Some African Americans will think twice about voting for President Obama in November after he declared his support for gay marriage, according to Republican Rep. Allen West of Florida.
"I think it's going to cause an incredible discussion in the black community, because, as you know, on Sundays in the black community the most conservative people in America are in those black churches," West told ABC News on Thursday.
"I think it may have been a huge miscalculation, especially when you have 41 states that recognize marriage between one man and one woman, and you just came off an incredible loss to them. Sixty-nine percent voted for [the recent same-sex marriage ban] in North Carolina, which is a key swing state he barely won last time," West said
He noted that even as African Americans overwhelmingly supported Obama in 2008, gay marriage bans passed in both Florida and California.

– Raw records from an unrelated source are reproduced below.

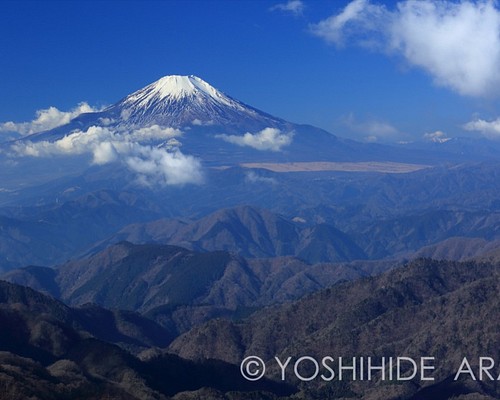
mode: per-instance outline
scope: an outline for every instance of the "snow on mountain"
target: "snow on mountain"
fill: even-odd
[[[190,75],[170,75],[138,90],[105,110],[121,123],[171,127],[189,125],[281,126],[274,118]]]
[[[362,144],[248,106],[196,76],[165,76],[99,112],[26,136],[17,156],[90,155],[122,162],[148,185],[199,183],[204,166],[258,162],[428,162],[426,154]]]
[[[148,186],[182,185],[203,181],[202,161],[255,161],[249,152],[289,147],[293,129],[198,77],[173,75],[5,149],[14,157],[71,156],[75,162],[90,155],[93,165],[121,162]]]
[[[443,150],[454,140],[440,132],[439,149],[415,150],[359,143],[308,125],[297,125],[248,106],[190,75],[165,76],[98,112],[85,112],[65,125],[5,143],[5,152],[46,157],[92,153],[93,163],[144,153],[140,145],[179,150],[212,164],[273,161],[395,161],[434,163],[467,159],[470,149]],[[444,146],[446,145],[446,146]],[[182,147],[181,147],[182,146]],[[7,149],[10,147],[10,149]],[[488,146],[486,146],[488,147]],[[496,147],[495,147],[496,148]],[[428,150],[432,150],[432,153]],[[490,158],[480,149],[473,159]],[[177,154],[181,154],[177,151]],[[496,157],[495,157],[496,158]]]
[[[178,101],[183,97],[196,98],[198,101],[202,98],[211,97],[213,100],[228,107],[244,109],[238,102],[230,99],[213,86],[210,86],[207,82],[194,75],[165,76],[146,86],[144,89],[138,90],[127,96],[123,103],[132,107],[150,108],[153,102],[165,101],[168,104]]]
[[[53,142],[93,126],[122,132],[151,126],[182,130],[203,127],[219,134],[242,135],[266,128],[291,130],[293,124],[235,100],[196,76],[170,75],[102,111],[83,113],[68,124],[25,139]]]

African Americans oppose gay marriage 55 percent to 41 percent, while all poll respondents support it 52 percent to 43 percent, according to an ABC News poll taken in March. While 94 percent of black voters in California supported Obama in 2008, 70 percent also supported the Proposition 8 ban on gay marriage, according to exit polls.
Nationwide, 95 percent of African American voters supported Obama, according to exit polls, comprising 13 percent of the national electorate.
West, a member of the House Tea Party Caucus, is one of Obama's harshest critics, and he criticized the president as forcefully as anyone for his gay-marriage about-face.
"Pres failures are masked by irrelevant pandering as a collectivist who does not respect individual sovereignty. More of the same politics," West tweeted on Wednesday.
The congressman said gay marriage will not be the prime driver of African American discontent with Obama in November.
"The most important statistic in the African American community is 13 percent unemployment," West said.